The absolutist position would also have to assume that all communicated state is corrupted so a separate process does not improve the situation. Since you don't know with a 100% certainty what the bug consists of you should not retain any state from any source after the _earliest_ time where the buggy logic in theory could have been involved. All databases should be assumed corrupted, no messages should be accepted etc (messages and databases are no different from memory in this regard).

In reality absolutist positions are usually not possible to uphold so you have to move to a probabilistic position. And the compiler cannot make probabilistic assumptions, you need a lot of contextual understanding to make those probabilistic assessment (e.g. the architect or programmer has to be involved).

Fully reactive systems does not retain state of course, and those would change the argument somewhat, but they are very rare... mostly limited to control systems (cars, airplanes etc).

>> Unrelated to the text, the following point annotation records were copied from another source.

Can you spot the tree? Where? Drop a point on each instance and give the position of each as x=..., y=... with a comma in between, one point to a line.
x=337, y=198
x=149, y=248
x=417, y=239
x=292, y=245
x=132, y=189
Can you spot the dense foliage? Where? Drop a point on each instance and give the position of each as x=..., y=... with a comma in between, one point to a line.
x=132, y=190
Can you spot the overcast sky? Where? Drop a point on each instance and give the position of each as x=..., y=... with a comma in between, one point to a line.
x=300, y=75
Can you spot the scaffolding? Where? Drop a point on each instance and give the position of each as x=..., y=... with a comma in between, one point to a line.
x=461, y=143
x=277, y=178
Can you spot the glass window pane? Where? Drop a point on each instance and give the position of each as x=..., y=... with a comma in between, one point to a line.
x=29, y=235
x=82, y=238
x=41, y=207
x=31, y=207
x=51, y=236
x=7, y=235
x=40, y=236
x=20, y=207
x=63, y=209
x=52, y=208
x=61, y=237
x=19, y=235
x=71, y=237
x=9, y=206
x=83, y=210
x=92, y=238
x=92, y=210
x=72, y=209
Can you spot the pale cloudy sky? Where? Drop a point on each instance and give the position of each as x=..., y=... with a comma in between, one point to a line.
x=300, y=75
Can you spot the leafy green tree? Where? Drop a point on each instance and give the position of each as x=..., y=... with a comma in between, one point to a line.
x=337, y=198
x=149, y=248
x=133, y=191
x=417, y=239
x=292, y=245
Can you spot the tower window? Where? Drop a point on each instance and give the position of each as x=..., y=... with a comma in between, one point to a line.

The idea behind actor-based programming (e.g. Erlang) isn't that bugs don't occur or that the overall system will exhibit correct behaviour, but that it should be able to correct or adapt to situations despite bugs being present.  But that is really, predominantly, not available to us with the very "crisp" logic we use in current languages (true/false, all or nothing). Maybe something better will come out of probabilistic programming paradigms and software synthesis some time in the future. Within the current paradigms we are stuck with the judgment of the humans involved.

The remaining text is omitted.